Cierro los ojos y me veo en Cuauhtémoc, Colima, finales de mayo de algún año a principios de la década de los 60’s, con tiempo en previsión de las Fiestas Patrias y con las primeras lluvias de la temporada, el pueblo de tres mil habitantes se apresta a la elección de la que será su Flor más bella del Ejido. Las diferentes candidatas con sus comités de campaña pasean por las calles empedradas ganando adeptos, sus exquisitos vestidos bordados con flores de vivos colores se confunden con la naturaleza.
De pronto un movimiento brusco del transporte rompe el momento de ensueño, abro los ojos y la mirada choca con las grises batas de la maquiladora.
Vuelvo a cerrar los ojos y retomo los recuerdos, ya es trece de septiembre por la noche y en el balcón central del Palacio Municipal, Sarita Barreto, la más bella de las flores, nos lanza besos con sus manos mientras aplaudimos frenéticamente y estiramos el cuello para verla mejor.
En eso una terrible peste interrumpe el momento de antaño y al ver por la ventanilla me topo con una batanga cargada de puercos, no menos de cien.
Los pasajeros no hallamos qué hacer, las empleadas de la maquiladora cubren su nariz con el hombro en un intento desesperado por depurar un poco el aire que respiran.

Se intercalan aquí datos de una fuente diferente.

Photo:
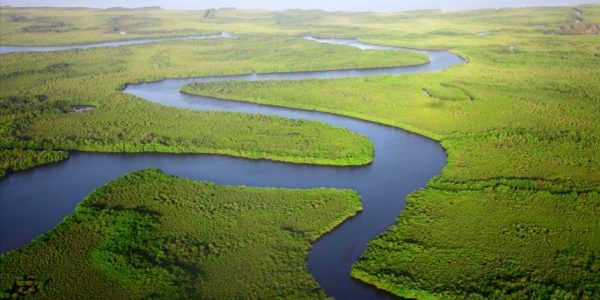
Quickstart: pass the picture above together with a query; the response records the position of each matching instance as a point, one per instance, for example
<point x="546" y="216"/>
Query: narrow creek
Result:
<point x="34" y="201"/>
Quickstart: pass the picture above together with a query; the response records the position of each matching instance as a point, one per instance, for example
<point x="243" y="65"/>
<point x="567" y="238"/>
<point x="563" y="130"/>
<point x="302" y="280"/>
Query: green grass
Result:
<point x="40" y="88"/>
<point x="514" y="213"/>
<point x="152" y="235"/>
<point x="19" y="159"/>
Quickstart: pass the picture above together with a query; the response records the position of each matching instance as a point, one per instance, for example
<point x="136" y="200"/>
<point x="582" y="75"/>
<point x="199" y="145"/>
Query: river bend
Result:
<point x="403" y="163"/>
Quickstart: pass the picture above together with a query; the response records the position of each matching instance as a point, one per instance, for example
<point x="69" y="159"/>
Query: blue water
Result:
<point x="34" y="201"/>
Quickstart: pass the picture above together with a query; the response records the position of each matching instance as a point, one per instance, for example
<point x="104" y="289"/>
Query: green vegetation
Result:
<point x="515" y="211"/>
<point x="40" y="89"/>
<point x="19" y="159"/>
<point x="151" y="235"/>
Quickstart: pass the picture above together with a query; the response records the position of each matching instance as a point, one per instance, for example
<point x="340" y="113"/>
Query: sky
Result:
<point x="346" y="5"/>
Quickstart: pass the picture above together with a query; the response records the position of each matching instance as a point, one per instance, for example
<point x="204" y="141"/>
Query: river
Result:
<point x="36" y="200"/>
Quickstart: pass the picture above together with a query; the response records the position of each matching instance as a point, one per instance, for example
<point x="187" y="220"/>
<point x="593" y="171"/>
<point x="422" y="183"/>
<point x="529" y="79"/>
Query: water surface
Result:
<point x="34" y="201"/>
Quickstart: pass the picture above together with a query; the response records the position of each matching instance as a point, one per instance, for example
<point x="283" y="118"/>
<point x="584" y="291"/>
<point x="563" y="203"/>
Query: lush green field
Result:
<point x="513" y="215"/>
<point x="39" y="90"/>
<point x="151" y="235"/>
<point x="515" y="211"/>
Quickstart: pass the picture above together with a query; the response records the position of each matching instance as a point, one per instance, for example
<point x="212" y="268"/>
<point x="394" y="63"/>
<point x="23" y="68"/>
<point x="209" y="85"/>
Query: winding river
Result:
<point x="403" y="163"/>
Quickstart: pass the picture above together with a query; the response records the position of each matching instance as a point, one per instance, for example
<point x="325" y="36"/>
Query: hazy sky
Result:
<point x="348" y="5"/>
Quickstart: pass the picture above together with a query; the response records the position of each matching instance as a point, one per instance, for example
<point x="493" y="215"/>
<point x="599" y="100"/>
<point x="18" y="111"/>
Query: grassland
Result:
<point x="40" y="89"/>
<point x="515" y="212"/>
<point x="152" y="235"/>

La señora que va en el asiento de enseguida me dice: “no lo dude que así nos van a llevar todo el camino, a estos marranos los llevan al matadero, al frigorífico del Sur de la ciudad, deberían de transportarlos por la noche cuando casi no hay tráfico”. Con resignación me doy cuenta que todavía nos falta mucho, más de la mitad del camino.
Y efectivamente, así nos fuimos durante casi una hora, casi una hora en que a veces nosotros rebasábamos a los puercos y otras ellos nos rebasaban a nosotros, nos veían y los veíamos, tuvimos que cerrar las ventanas porque luego el mismo viento nos enviaba partículas y babas inmundas.
Llegué a mi destino y mientras respiraba a bocanadas el aire que aunque caliente estaba limpio, inicié mis pasos pensando en los tiempos que cambian: las flores del ejido de ayer y las flores de la maquiladora de ahora, y la mirada de los cerdos, como si presintieran su final que se acercaba.